Les autorités guinéennes ont engagé, ce mardi, une étape majeure dans la réforme du système judiciaire avec l’ouverture des travaux d’examen du projet de loi portant réglementation du statut des magistrats.
La rencontre se tient dans la salle du 28 Septembre du Palais du Peuple, en présence des cadres du ministère de la Justice et des Droits de l’Homme, ainsi que des conseillers nationaux du Conseil national de la Transition (CNT).

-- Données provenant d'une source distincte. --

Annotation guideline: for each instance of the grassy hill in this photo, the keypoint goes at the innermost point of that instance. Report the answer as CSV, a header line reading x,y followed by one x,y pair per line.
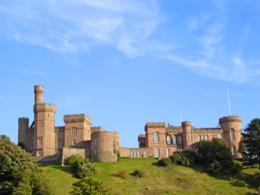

Cette première journée de travaux a été consacrée à l’analyse des dispositions clés du texte, notamment celles relatives aux conditions d’accès à la magistrature.
Composé de 160 articles, le projet de loi vise à encadrer l’ensemble du parcours professionnel des magistrats, depuis leur recrutement jusqu’à l’exercice de leurs fonctions, dans une logique de professionnalisation, de transparence et de performance.
Les débats ont porté en particulier sur les modalités d’intégration des différents acteurs du secteur judiciaire — magistrats, greffiers et avocats — au sein de la magistrature. La participation de ces professionnels, aux côtés des conseillers nationaux, témoigne de la volonté des autorités de bâtir un système judiciaire plus efficace, fondé sur des critères d’excellence, de compétence et d’éthique.
Le texte prévoit également une meilleure catégorisation des diplômes et des profils professionnels, afin d’harmoniser l’organisation des carrières judiciaires et d’améliorer le rendement des services de justice.
Pour la vice-présidente de la Commission Constitution, Lois organiques, Administration publique et Organisation judiciaire du CNT, Fingui Camara, ce projet de loi constitue un levier essentiel pour la modernisation de l’appareil judiciaire guinéen.
Les travaux se poursuivront dans les prochains jours. À terme, les autorités espèrent doter la Guinée d’un cadre juridique renforcé, capable de valoriser les compétences nationales tout en consolidant la crédibilité, l’indépendance et la confiance du public envers l’institution judiciaire.